Revolutionary War Battle Plan -- Fine Original Outline Color
First state (of three) of Faden's battle map of the Delaware River, between Philadelphia and Chester.
Faden's map depicts the Theater of War on the Delaware River, just below Philadelphia, during November, 1777, when a combined British naval and army forces battled the Americans for control of the River. The map shows the British troop lines and ships, and those of the American forces.
In September, 1777 the British retook Philadelphia, then serving as the Capital of the breakaway American colonies. However, the city cut off by sea by an American naval blockade. The Americans could cover the entire width of the Delaware River with artillery, as they controlled Fort Mercer at Red Bank on the New Jersey shore, and the adjacent Fort Mifflin, on Mud Island in the middle of the river.
The Americans also constructed stockades across strategic points in the river, to slow British ships, making them more vulnerable to attack. Their construction is depicted in diagrams on the lower-right of the map. The British mounted their assault from the south. Lord Cornwallis captured Billingsport, before moving on foot to besiege Fort Mercer. The map depicts the American's unsuccessful defense of their positions. After taking Fort Mercer, Lord Cornwallis' force continued on to Gloucester, New Jersey, where the Americans had burned the remainder of their fleet to prevent it from falling into British hands.
While the British were able to hold and secure Philadelphia, the American forces under George Washington spent the following winter at Valley Forge. The subsequent battles forced the British to abandon their defense of Philadelphia, in order to deploy troops to the north.
This first edition of the map depicts an inset map entitled A Sketch of Fort Island. In the 1779 edition of the map, the inset is replaced by a plan of the bombardment of Fort Mifflin on Mud Island.

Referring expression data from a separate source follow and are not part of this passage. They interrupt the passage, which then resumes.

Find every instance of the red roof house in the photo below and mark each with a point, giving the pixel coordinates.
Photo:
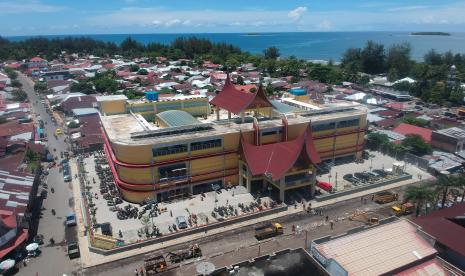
(407, 129)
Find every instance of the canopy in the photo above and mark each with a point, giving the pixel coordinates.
(7, 264)
(32, 246)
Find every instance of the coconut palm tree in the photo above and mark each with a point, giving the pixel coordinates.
(420, 195)
(444, 183)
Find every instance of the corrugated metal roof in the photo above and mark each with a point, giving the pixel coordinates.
(174, 118)
(282, 107)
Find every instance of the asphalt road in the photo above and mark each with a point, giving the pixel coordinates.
(54, 259)
(235, 246)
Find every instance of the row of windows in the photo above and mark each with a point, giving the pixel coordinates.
(169, 150)
(142, 108)
(206, 144)
(183, 148)
(196, 103)
(340, 124)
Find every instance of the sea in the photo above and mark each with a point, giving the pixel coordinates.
(314, 46)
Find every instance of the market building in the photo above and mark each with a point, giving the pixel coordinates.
(167, 148)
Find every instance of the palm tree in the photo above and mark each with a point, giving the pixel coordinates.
(443, 184)
(420, 195)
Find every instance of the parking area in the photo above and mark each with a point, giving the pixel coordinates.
(374, 167)
(132, 222)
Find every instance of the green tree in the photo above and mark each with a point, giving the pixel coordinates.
(240, 80)
(373, 58)
(40, 87)
(16, 83)
(416, 145)
(11, 73)
(415, 121)
(420, 195)
(19, 95)
(271, 53)
(83, 87)
(398, 59)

William Faden (1749-1836) was the most prominent London mapmaker and publisher of the late-eighteenth and early-nineteenth centuries. His father, William Mackfaden, was a printer who dropped the first part of his last name due to the Jacobite rising of 1745.
Apprenticed to an engraver in the Clothworkers' Company, he was made free of the Company in August of 1771. He entered into a partnership with the family of Thomas Jeffreys, a prolific and well-respected mapmaker who had recently died in 1771. This partnership lasted until 1776.
Also in 1776, Faden joined the Society of Civil Engineers, which later changed its name to the Smeatonian Society of Civil Engineers. The Smeatonians operated as an elite, yet practical, dining club and his membership led Faden to several engineering publications, including canal plans and plans of other new engineering projects.
Faden's star rose during the American Revolution, when he produced popular maps and atlases focused on the American colonies and the battles that raged within them. In 1783, just as the war ended, Faden inherited his father's estate, allowing him to fully control his business and expand it; in the same year he gained the title "Geographer in Ordinary to his Majesty."
Faden also commanded a large stock of British county maps, which made him attractive as a partner to the Ordnance Survey; he published the first Ordnance map in 1801, a map of Kent. The Admiralty also admired his work and acquired some of his plates which were re-issued as official naval charts.
Faden was renowned for his ingenuity as well as his business acumen. In 1796 he was awarded a gold medal by the Society of Arts. With his brother-in-law, the astronomer and painter John Russell, he created the first extant lunar globe.
After retiring in 1823 the lucrative business passed to James Wyld, a former apprentice. He died in Shepperton in 1826, leaving a large estate.